Eligibility to this program is determined by the Federal Poverty Guidelines (FPG). Families must fall within the federal poverty level to be considered financially needy and qualify for this benefit. As of 2018, the poverty level is set around $12,000 a year in most states.
203(k) Mortgage & HomeStyle Renovation
The 203(k) Mortgage Rehab Insurance is a special type of loan sponsored by the Federal Housing Administration (FHA) that assist people and families when buying a home that is not habitable and which needs to be repaired before it becomes so. This loan is useful for parties that are interested in purchasing a home that needs improvements but don’t have the money to cover both the required down payment and the renovation.
A similar option would be Fannie Mae’s HomeStyle Renovation mortgage. Like the 203(k) mortgage, families can finance the purchase and renovation of a home with this loan. However, it also includes the option to refinance the mortgage for up to 75% of the value of the home after repairs are made so that the family can perform the improvements they want.

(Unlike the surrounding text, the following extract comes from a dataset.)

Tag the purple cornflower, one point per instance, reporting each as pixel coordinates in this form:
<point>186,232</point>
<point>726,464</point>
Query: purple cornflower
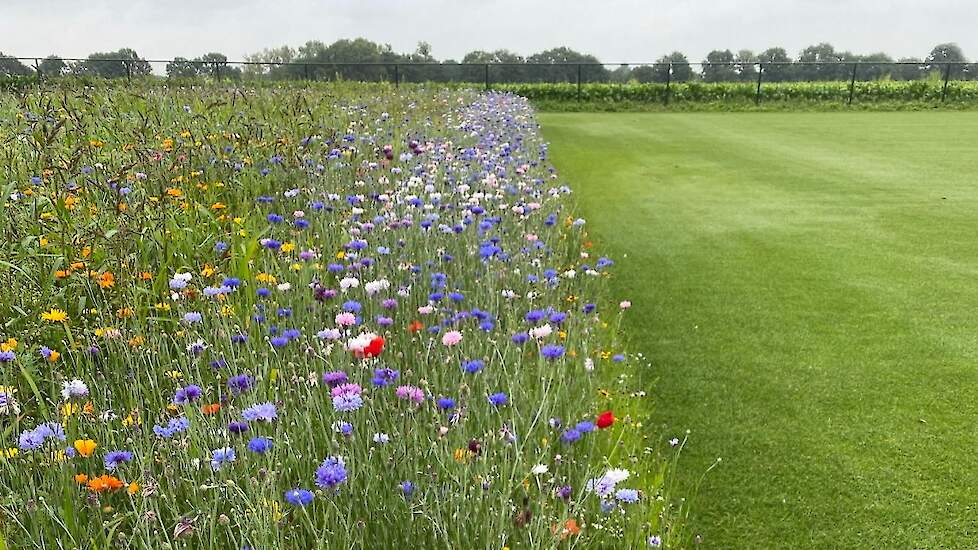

203(k) and HomeStyle loans have strict requirements and guidelines that families must meet to become eligible. They require a contractor’s bid to be made to estimate the repair costs, as well as a down payment that oscillates between 3.5% and 5%. Also, unlike traditional mortgages, families are required to complete the renovations to access the part of the funds that were destined to pay the contractors.
Both loans are beneficial for low income families. They provide a way for families to improve their homes without having to face the high interest rates of a home equity line of credit or a second mortgage.
An increasing number of low income families across the country are unable to buy a house, preferring to rent instead. The federal government operates a variety of assistance programs designed to make it easier for households to address their monthly rent payments without it becoming an economic burden. These housing programs are managed by the Department of Housing and Urban Development (HUD) and they provide financial assistance to families who need it most and are eligible to receive the benefits.
According to their needs, low-income families can apply for programs such as Section B’s Housing Choice Voucher (HCV), which gives them a housing voucher that can be used to rent the house or apartment they desire, or the Project Based Section 8 Rental Assistance, which offers subsidies to landlords so that they can lower the monthly payments of tenants.